Optimization of caffeine bioremoval by growing cells of Saccharomyces cerevisiae using Taguchi analysis methodology

Introduction: In the recent years, application of microorganisms as green biocatalysts for removing caffeine pollution from industrial wastes and food caffeinated have been extensively considered. This investigation reports on optimization of bio-decaffeination process under growing cells of Saccharomyces cerevisiae by using the Taguchi statistical approach.

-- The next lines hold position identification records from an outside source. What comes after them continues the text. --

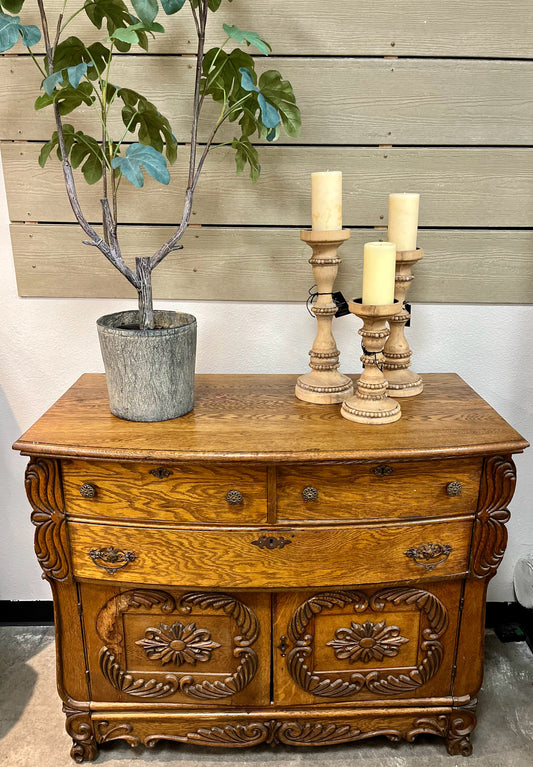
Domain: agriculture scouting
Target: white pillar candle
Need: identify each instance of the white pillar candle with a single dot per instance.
(403, 220)
(326, 201)
(379, 269)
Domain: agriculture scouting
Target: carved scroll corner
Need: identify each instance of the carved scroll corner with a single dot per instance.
(80, 727)
(45, 494)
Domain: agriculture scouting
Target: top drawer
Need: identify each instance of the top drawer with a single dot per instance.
(378, 490)
(184, 493)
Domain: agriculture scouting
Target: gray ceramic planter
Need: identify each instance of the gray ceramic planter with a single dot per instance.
(149, 373)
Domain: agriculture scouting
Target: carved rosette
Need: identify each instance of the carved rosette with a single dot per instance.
(45, 494)
(383, 682)
(490, 534)
(178, 644)
(80, 728)
(367, 642)
(108, 627)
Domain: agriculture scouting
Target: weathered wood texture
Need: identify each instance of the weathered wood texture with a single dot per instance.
(459, 187)
(343, 101)
(412, 27)
(54, 262)
(418, 95)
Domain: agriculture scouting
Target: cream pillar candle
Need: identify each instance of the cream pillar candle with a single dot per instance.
(326, 201)
(379, 270)
(403, 220)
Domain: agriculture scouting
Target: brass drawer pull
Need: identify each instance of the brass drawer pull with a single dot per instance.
(270, 542)
(382, 471)
(160, 473)
(310, 493)
(87, 490)
(234, 497)
(111, 559)
(283, 646)
(454, 488)
(429, 555)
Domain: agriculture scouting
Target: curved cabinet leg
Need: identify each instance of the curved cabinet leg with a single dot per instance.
(461, 723)
(80, 728)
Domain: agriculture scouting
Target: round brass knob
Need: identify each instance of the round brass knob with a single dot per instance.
(87, 490)
(234, 497)
(454, 488)
(310, 493)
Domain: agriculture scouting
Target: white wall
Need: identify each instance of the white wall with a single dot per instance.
(45, 344)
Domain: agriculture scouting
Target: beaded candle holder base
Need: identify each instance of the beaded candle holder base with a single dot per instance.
(324, 385)
(370, 403)
(402, 382)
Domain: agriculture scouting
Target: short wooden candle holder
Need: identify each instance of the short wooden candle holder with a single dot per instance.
(324, 385)
(402, 382)
(370, 403)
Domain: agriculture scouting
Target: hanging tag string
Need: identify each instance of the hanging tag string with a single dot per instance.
(379, 365)
(311, 298)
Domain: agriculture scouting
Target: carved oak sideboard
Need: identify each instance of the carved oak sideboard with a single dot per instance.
(262, 570)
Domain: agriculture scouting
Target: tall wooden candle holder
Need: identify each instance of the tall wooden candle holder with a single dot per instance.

Materials and methods: Five variables, i.e. caffeine, Zn+2, glucose, peptone concentrations and time incubation, which have significant effects on bio-decaffeination process, were selected and L16 (44× 13) orthogonal array was determined for experimental trials. Caffeine degradation was estimated by HPLC (High Performance Liquid Chromatography) analysis. Results: Use of Taguchi approach for optimization of design parameters resulted in about 82.8 % reduction of caffeine in 48 h incubation when 3g/l peptone, 5mM Zn+2 ion and 5 g/l of caffeine are present in the designed media. Under the optimized conditions, the yield of degradation of caffeine (5 g/l) by the growing cells of yeast strain TFS9 has been increased from 25.5 to 82.8 % which is 3.2 fold higher than the normal yield. The improvement of caffeine removal after best conditions were made shows the efficiency of Taguchi experimental design in such studies. Discussion and conclusion: The current investigation is the first report for successful application of the Taguchi experimental approach to the bio-decaffeination process. According to the analysis of experimental results, the present study proposes the potentiality of the Taguchi approach to enhance the bio-decaffeination performance with the native strain of Saccharomyces cerevisiae.